Hi @dustine32. In this version we have replaced the 'with' field values in binding annotations with PRO ids. They should now be validate for the Shex checks since they will be in our GPI file and therefore in NEO. @loricorbani replaced several thousand automatically and I replaced close to a thousand manually. I'd like to see how many models are still failing the Shex checks to determine where I have missed any. We can discuss in more detail on the GO-CAM specs call.
from gocamgen.
@dustine32 let me know if you need help with noctua/minerva reasoner situation. Its been in flux, so if you are running from a dev branch you may need to adjust some command line params. Should be stabilizing soon...
from gocamgen.
Thanks @goodb ! Yeah, I figured I would eventually need to hit you up on gitter or something to sort that out. I can probably attack that after the noon call today.
from gocamgen.
05/15/2020 : for dustin
David H : add any comments about what is special about this version
http://www.informatics.jax.org/downloads/custom/mgi.gpa
http://www.informatics.jax.org/downloads/custom/mgi.gpa.gz
http://www.informatics.jax.org/downloads/custom/mgi.gpi
http://www.informatics.jax.org/downloads/custom/mgi.gpi.gz
from gocamgen.
Thanks @loricorbani. @dustine32, in this set of files we have changed the way we are retrieving PRO identifiers for proteins that correspond to MGI genes. I suggest that for further testing we use the gpi files supplied at this location.
from gocamgen.
05/22/2020 : for dustin
David H : add any comments about what is special about this version
http://www.informatics.jax.org/downloads/custom/mgi.gpa.gz
http://www.informatics.jax.org/downloads/custom/mgi.gpi.gz
These contain MGI/Production from 05/21.
Using PRO/GPI file.
With converted "contributor" values.
from gocamgen.
Hi @dustine32. In this version I have fixed the binding inputs for all of the MFs with the IPI evidnce code that you are converting to inputs.
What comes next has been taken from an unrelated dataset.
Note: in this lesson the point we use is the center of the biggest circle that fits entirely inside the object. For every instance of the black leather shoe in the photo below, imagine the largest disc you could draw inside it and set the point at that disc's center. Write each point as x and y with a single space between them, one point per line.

Once you have updated to the complete cell and anatomy ontology, could you run these through the Shex validation again and I will clean up any stragglers. There still may be a few. Thanks!!!
from gocamgen.
non_mouse_uniprot_with_ids.txt
Attaching newest list of non-mouse identifiers described above in #79 (comment).
from gocamgen.
Hi @dustine32. I just noticed another issue in the models with respect to item 4. If you look at the model titled MGI:MGI:1929601, you will notice that in some cases, human proteins have been converted to inputs and are valid presumably because they are in Neo. These should be treated like the ones above #79 (comment). Clearly, my trying to find these manually is not an optimal strategy. Maybe we should switch to converting only identifiers that are found in the mouse GPI file to inputs and leaving all the rest in the 'with' field. This will get around the hand-built list in the comment above and the few more that I found today. I am pretty convinced that I have caught most of the 'true' errors that existed and those identifiers have all been corrected as either valid MGI identifiers or PR identifiers from the mouse GPI file. We can chat about this if it's not clear.
from gocamgen.
06/08/2020 : for dustin
David H : add any comments about what is special about this version
http://www.informatics.jax.org/downloads/custom/mgi.gpa
http://www.informatics.jax.org/downloads/custom/mgi.gpa.gz
from gocamgen.
This version should have fixed the Shex errors.
from gocamgen.
06/09/2020 : for dustin
David H : add any comments about what is special about this version
http://www.informatics.jax.org/downloads/custom/mgi.gpa
http://www.informatics.jax.org/downloads/custom/mgi.gpa.gz
from gocamgen.
It should be very special. It should pass both the logic and Shex checks.
from gocamgen.
06/15/2020 : for dustin
David H : add any comments about what is special about this version
http://www.informatics.jax.org/downloads/custom/mgi.gpa
http://www.informatics.jax.org/downloads/custom/mgi.gpa.gz
from gocamgen.
Fixed a typo.
from gocamgen.
06/29/2020 : for dustin
David H : add any comments about what is special about this version
http://www.informatics.jax.org/downloads/custom/mgi.gpa
http://www.informatics.jax.org/downloads/custom/mgi.gpa.gz
from gocamgen.
08/05/2020 : for dustin
This is GPI version 2 from MGI
David H : add any comments about what is special about this version
http://www.informatics.jax.org/downloads/custom/mgi2.gpi
from gocamgen.
This version does not have values in column 8 yet and does not have protein complexes yet. Once we (GOC) decides exactly what is supposed to go into column 8, we (MGI) will populate it. Adding the complexes should also be straightforward and we can run a test with them at some point to make sure they are then available for curation in Noctua. Thanks @loricorbani !!!!!
from gocamgen.
08/12/2020 : for dustin
This is GPI version 2 from MGI
David H : add any comments about what is special about this version
http://www.informatics.jax.org/downloads/custom/mgi2.gpi
from gocamgen.
This version has mouse protein complexes from PRO along with all the other changes from the previous version.
from gocamgen.
09/11/2020 : for dustin
This is GPI version 2 and GPAD version 2 from MGI
David H : add any comments about what is special about this version
http://www.informatics.jax.org/downloads/custom/mgi2.gpi
http://www.informatics.jax.org/downloads/custom/mgi2.gpad
from gocamgen.
This GPAD2.0 file has everything including all of the properties that we will use for the initial import. We can go over the details on the call next Tuesday.
from gocamgen.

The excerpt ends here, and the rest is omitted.